Date: Fri, 5 Nov 1999 11:13:34 +0100
From: Xavier Leroy <Xavier.Leroy@inria.fr>
To: Mark Engelberg <mark.engelberg@bigfoot.com>, caml-list@inria.fr
Subject: Re: Classes AND Modules? What's the point?
In-Reply-To: <00fb01bf2447$9ef382a0$03dedede@walldata.com>; from Mark Engelberg on Mon, Nov 01, 1999 at 01:01:00AM -0800
> I have spent some time this past week looking at OCaml for the first time.
> I have no previous experience with ML, but I do have a pretty good
> understanding of functional languages in principle.
> The thing that confuses me the most about OCaml is that there is a huge
> overlap between the functionality of classes and modules, with a couple of
> subtle differences. Classes offer inheritance which is extremely useful,
> but modules have a little more typing flexibility, the ability to share
> private data among multiple structures in one package, and the ability to
> specify compilation units.
We are aware of the overlap between classes and modules, although I'm
not sure the overlap is as large as you say. I gave an invited talk
on this topic at last ICFP; the slides are available from my home page
(http://pauillac.inria.fr/~xleroy/)
> The problem is that because modules are slightly more powerful, it appears
> that the entire standard library is implemented as modules, not classes,
> despite the fact that this is supposed to be Object-oriented Caml!
There are two reasons why the standard library is implemented without
classes. The historical reason is that the standard library comes
straight from Caml Special Light, the ancestor of OCaml that didn't
have classes and objects yet, but already had objects.
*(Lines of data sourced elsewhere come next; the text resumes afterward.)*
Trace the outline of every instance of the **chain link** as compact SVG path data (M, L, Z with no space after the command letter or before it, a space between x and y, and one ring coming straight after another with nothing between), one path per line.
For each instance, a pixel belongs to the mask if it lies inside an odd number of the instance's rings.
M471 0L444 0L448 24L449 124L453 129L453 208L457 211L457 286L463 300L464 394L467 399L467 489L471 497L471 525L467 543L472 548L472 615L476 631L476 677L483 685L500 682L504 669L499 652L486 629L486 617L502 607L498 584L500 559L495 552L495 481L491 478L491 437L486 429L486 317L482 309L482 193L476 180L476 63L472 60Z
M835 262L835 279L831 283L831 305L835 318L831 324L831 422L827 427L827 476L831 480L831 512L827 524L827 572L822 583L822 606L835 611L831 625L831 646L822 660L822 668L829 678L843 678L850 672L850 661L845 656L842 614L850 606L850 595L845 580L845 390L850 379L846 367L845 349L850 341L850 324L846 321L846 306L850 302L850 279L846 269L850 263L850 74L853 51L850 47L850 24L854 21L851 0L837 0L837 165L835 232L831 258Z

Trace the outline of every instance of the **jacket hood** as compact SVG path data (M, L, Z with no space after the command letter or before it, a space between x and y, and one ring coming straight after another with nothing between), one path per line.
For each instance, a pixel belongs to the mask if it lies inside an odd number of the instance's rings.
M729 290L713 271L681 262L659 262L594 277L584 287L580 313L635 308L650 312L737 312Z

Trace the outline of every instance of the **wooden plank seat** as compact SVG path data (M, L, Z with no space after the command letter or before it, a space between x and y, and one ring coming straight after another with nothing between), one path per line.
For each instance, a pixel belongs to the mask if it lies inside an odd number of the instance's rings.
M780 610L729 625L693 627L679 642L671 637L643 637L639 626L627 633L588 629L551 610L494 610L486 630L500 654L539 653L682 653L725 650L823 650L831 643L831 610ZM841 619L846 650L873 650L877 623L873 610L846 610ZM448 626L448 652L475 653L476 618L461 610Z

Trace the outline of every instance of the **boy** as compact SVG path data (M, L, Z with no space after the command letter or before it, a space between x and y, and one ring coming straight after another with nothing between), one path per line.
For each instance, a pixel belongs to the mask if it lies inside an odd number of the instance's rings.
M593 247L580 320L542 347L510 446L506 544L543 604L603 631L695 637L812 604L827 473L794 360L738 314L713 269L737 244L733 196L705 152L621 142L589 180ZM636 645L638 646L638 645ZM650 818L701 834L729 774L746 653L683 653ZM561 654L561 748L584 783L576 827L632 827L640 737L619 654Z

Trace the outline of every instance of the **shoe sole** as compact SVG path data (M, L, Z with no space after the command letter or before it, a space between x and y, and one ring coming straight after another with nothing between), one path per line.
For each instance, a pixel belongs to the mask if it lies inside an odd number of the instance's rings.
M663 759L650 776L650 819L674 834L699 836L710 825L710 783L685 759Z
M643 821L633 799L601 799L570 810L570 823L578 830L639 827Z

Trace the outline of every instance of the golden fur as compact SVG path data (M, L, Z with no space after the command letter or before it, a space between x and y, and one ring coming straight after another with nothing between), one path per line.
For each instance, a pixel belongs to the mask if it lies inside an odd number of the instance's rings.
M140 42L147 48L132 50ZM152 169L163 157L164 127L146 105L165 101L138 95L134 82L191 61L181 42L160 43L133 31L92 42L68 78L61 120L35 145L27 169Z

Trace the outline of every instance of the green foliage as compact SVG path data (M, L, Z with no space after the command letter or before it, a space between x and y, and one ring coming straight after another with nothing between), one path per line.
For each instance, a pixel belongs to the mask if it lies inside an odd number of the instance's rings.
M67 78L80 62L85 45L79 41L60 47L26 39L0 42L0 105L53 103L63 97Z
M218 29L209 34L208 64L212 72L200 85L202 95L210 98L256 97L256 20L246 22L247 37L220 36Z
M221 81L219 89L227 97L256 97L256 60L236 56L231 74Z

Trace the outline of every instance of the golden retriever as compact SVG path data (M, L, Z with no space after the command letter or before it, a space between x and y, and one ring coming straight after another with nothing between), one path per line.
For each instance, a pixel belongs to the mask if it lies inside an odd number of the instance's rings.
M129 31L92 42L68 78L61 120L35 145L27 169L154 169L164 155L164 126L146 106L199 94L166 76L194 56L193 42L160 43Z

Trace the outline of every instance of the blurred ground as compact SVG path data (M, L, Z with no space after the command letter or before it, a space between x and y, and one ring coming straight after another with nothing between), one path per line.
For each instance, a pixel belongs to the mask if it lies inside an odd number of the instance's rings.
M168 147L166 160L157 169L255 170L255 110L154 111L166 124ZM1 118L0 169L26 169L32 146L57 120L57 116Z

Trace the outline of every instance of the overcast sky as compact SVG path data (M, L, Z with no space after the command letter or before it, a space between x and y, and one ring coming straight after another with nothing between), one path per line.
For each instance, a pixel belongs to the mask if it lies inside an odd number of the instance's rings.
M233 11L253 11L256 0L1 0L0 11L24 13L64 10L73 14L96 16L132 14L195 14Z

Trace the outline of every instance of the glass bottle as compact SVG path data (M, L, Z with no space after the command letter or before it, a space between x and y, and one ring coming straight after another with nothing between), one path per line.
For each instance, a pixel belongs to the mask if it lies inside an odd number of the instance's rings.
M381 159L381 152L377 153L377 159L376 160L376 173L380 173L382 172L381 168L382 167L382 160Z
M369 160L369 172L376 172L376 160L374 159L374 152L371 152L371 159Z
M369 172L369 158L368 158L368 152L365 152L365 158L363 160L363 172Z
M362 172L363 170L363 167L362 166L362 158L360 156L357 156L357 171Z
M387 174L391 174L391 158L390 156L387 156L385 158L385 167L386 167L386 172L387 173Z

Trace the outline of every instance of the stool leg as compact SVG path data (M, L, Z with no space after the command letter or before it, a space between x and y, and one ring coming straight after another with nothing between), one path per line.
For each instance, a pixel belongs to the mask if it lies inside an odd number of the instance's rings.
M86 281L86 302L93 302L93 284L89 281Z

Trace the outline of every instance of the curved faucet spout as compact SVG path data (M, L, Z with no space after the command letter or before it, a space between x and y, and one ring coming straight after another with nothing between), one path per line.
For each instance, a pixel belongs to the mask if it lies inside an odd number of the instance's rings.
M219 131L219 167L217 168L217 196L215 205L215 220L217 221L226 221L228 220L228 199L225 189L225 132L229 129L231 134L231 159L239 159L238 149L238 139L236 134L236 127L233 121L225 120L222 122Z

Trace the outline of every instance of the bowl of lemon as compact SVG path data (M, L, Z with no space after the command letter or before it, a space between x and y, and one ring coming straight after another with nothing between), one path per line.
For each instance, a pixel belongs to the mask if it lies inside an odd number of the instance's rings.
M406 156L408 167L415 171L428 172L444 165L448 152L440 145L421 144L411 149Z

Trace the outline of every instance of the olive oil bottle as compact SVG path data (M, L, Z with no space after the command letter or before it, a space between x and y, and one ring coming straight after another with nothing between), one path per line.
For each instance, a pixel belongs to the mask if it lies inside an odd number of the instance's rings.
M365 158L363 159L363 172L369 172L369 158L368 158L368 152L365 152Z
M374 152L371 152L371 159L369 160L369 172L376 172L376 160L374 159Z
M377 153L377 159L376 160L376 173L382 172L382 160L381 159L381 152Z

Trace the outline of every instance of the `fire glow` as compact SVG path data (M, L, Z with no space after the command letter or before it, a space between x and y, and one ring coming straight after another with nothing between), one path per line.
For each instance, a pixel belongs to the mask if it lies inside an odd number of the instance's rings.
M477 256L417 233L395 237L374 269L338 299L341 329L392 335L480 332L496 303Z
The other reason is that I don't see any module in the standard
library (except perhaps Format) that would really benefit from being
converted into objects and classes. For many data structures
(hash tables, stacks, etc) the class-based presentation would be no
better than the current module/abstract data type presentation.
For others (sets, maps), the class-based presentation would be less
good, e.g. with less precise static typing.
> This
> doesn't really make sense to me, because it totally hinders your ability to
> subclass and extend the default libraries.
Do you really need to? What good would it make to subclass hash
tables as opposed to putting a hash table in a field or instance
variable of another datatype or class? No offense intended, but
programmers with extensive C++/Java background are so used to the
inheritance hammer that they see every problem as a nail. Inheritance
is great in some cases (I've used it in parts of the native-code
compiler and it was very nice), but in my opinion nearly useless for
simple data structures like those of the OCaml standard library.
> This weird coexistence of classes and modules just doesn't make sense to me.
> Wouldn't it have made more sense to simply add the concept of inheritance to
> modules, rather than define a new "class" construct that supports
> inheritance but not all the other features of modules?
It would make a lot of sense, but it's still an open research issue.
In particular, no-one knows yet how to "add the concept of inheritance
to modules" in a way that really reduces the overlap between classes and
modules. (See for instance Jérôme Vouillon's paper "Using modules as
classes", http://pauillac.inria.fr/~vouillon/publi/classes.ps.gz)
> Or if the focus is
> intended to gradually shift in the direction of classes rather than modules,
> shouldn't the standard libraries reflect this?
My intention is certainly not to shift away from modules. The way I
like to think about OCaml is that you have functions, datatypes and
modules for "everyday" programming, and classes and objects for those
programs that need them in an essential way.